From NY Times Kerik's Position Was Untenable, Bush Aide Says, By ELISABETH BUMILLER and ERIC LIPTON:
Mr. Kerik's withdrawal was the first major blunder in the administration's process of assembling its second-term cabinet, but not a new experience for Mr. Bush's team. Four years ago, when Mr. Bush nominated Linda Chavez as labor secretary, it was discovered after the initial vetting process that she had given shelter to, and employed, an illegal immigrant. At the time, Mr. Bush's aides were outraged and promised to change their methods for reviewing potential nominees, but on Saturday several officials said that because Mr. Bush wanted to make his decisions speedily, their initial review had been quick.
But rest easy:
"I am confident that President Bush will move swiftly to find a replacement for Bernie Kerik," Senator Collins said in a statement on Saturday.
We count on the President's swift responses. Look where we might have been if he had taken time to assess the WMD question or the association of Osama Bin Laden to Saddam Hussein.

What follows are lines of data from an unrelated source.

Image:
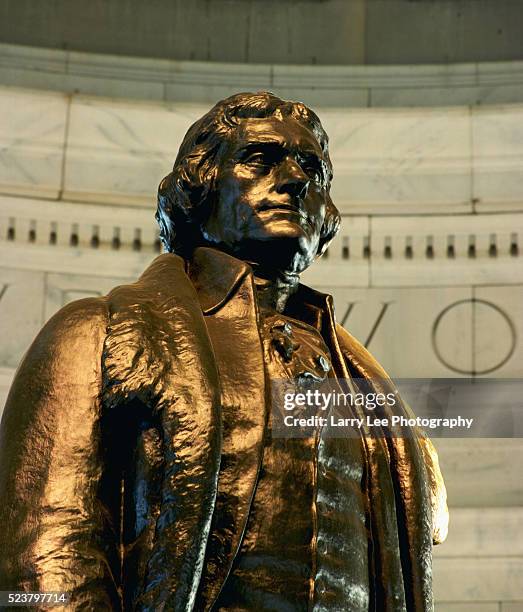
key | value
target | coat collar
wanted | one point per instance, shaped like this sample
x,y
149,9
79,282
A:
x,y
216,276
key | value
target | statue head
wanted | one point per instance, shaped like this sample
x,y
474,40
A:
x,y
252,178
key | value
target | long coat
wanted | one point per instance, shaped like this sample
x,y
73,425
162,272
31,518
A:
x,y
132,438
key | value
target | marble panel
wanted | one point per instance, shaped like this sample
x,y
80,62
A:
x,y
408,159
482,472
106,262
21,312
473,606
483,532
498,348
478,579
482,231
425,96
118,152
32,135
344,263
400,328
497,136
6,378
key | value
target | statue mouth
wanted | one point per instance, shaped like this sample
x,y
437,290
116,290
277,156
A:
x,y
287,207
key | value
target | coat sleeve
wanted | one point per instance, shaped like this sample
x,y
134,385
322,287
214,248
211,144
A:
x,y
59,495
366,365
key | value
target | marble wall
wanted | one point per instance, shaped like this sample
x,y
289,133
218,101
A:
x,y
426,270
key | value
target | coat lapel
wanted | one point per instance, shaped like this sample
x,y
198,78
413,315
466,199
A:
x,y
226,292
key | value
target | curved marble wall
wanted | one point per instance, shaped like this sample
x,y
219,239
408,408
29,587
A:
x,y
427,269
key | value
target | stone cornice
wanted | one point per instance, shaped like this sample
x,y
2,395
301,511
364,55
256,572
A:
x,y
204,82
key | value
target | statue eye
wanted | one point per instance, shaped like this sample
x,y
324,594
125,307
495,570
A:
x,y
313,173
257,159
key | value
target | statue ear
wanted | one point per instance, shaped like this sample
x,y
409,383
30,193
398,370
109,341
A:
x,y
330,227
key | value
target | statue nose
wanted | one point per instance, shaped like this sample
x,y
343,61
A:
x,y
293,180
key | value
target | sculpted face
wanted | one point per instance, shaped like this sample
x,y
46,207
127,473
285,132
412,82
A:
x,y
270,195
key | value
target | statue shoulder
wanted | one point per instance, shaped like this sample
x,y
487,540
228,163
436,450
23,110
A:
x,y
362,363
358,356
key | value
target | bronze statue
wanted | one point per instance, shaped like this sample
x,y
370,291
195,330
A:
x,y
137,466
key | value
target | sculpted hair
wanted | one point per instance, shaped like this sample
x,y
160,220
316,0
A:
x,y
185,196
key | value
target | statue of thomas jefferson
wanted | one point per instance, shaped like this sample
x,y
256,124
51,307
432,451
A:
x,y
137,466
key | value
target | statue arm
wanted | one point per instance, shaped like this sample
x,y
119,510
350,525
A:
x,y
366,366
59,496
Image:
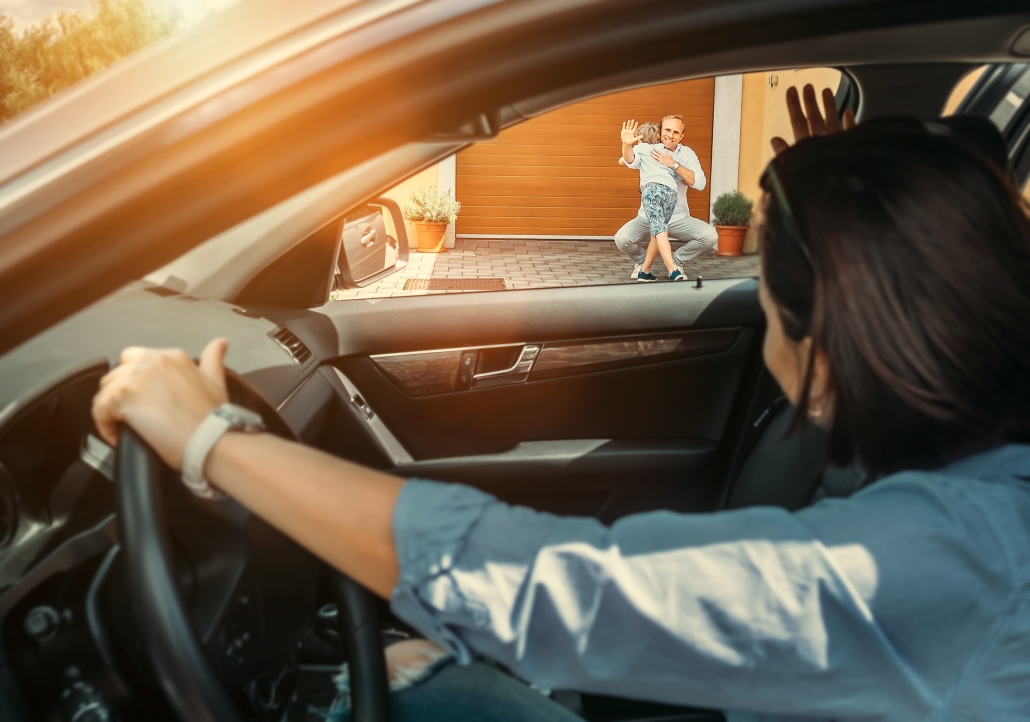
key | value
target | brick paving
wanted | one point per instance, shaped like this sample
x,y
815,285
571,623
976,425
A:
x,y
528,264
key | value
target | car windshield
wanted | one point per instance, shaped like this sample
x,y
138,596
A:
x,y
46,45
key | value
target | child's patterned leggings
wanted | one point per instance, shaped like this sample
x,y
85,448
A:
x,y
659,201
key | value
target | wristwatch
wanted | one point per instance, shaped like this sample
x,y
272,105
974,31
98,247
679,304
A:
x,y
227,417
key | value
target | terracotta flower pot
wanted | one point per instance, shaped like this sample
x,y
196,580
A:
x,y
730,240
431,237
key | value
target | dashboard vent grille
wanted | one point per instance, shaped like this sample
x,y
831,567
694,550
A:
x,y
294,345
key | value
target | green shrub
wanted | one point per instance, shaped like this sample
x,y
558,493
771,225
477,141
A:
x,y
68,46
430,206
732,208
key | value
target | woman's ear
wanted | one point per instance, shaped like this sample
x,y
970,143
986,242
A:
x,y
820,393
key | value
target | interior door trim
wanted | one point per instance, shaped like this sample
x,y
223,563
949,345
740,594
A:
x,y
571,357
434,372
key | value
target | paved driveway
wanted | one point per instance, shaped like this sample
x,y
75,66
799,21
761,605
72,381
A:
x,y
523,264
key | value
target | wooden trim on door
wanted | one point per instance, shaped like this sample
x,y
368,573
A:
x,y
568,358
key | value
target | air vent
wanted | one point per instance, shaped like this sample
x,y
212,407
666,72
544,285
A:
x,y
294,345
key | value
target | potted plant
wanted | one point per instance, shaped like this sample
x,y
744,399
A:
x,y
731,214
431,210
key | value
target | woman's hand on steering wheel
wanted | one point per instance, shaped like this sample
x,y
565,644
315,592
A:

Anyway, for Kerik, according to Rudolph Giuliani, who recommended Kerik, it was just one little mistake, hiring the illegal nanny. Nothing serious at all:
"...Whenever this happens, there is always the idea that it must be something else, it must be something else," Mr. Giuliani said. "But that is when there is not a good reason. This is a good reason. Who would actually think he could go forward with this issue?"
Well, Mr. Giuliani, Mr. Kerik thought so. Mr. Kerrik told the press:
"I think when you're in a position like this, the press, the media and all your enemies try to find things that a person has done wrong," he said. "But I don't think that there would have been a problem with the nomination."
So according to Giuliani, we should not speculate upon any of the (many) other problems related to Mr. Kerik. If we did, do you suppose we might find some of them tied to Mr. Giuliani?
In a related New York Times story yesterday,
Mr. Kerik, who took over the Police Department without a college degree, had credibility with street cops and a rough-hewn charm he used to ingratiate himself with many New Yorkers. But critics contend he was prone to lapses of judgment, pointing to the use of an elite homicide task force to question several people who his book publisher, Judith Regan, believed had stolen her cellphone, and the use of other detectives to research his book, an action for which he was fined by the city's Conflict of Interest Board.
I'm sure Giulani just found out about this fine for conflict of interest yesterday in the Times, otherwise he would not have recommended Kerik for such a responsible position. And of course the nanny is also beyond the scope of our inquiry, since:
The nanny Mr. Kerik had employed, who has not yet been identified, left the country about two weeks ago, just prior to the announcement of his [Kerik's] nomination, a former New York City official said on Saturday, adding that her departure had been planned for at least two months.
Apparently somebody plans ahead and covers the possibilities for negative outcomes. Maybe we could get the nanny back and nominate her.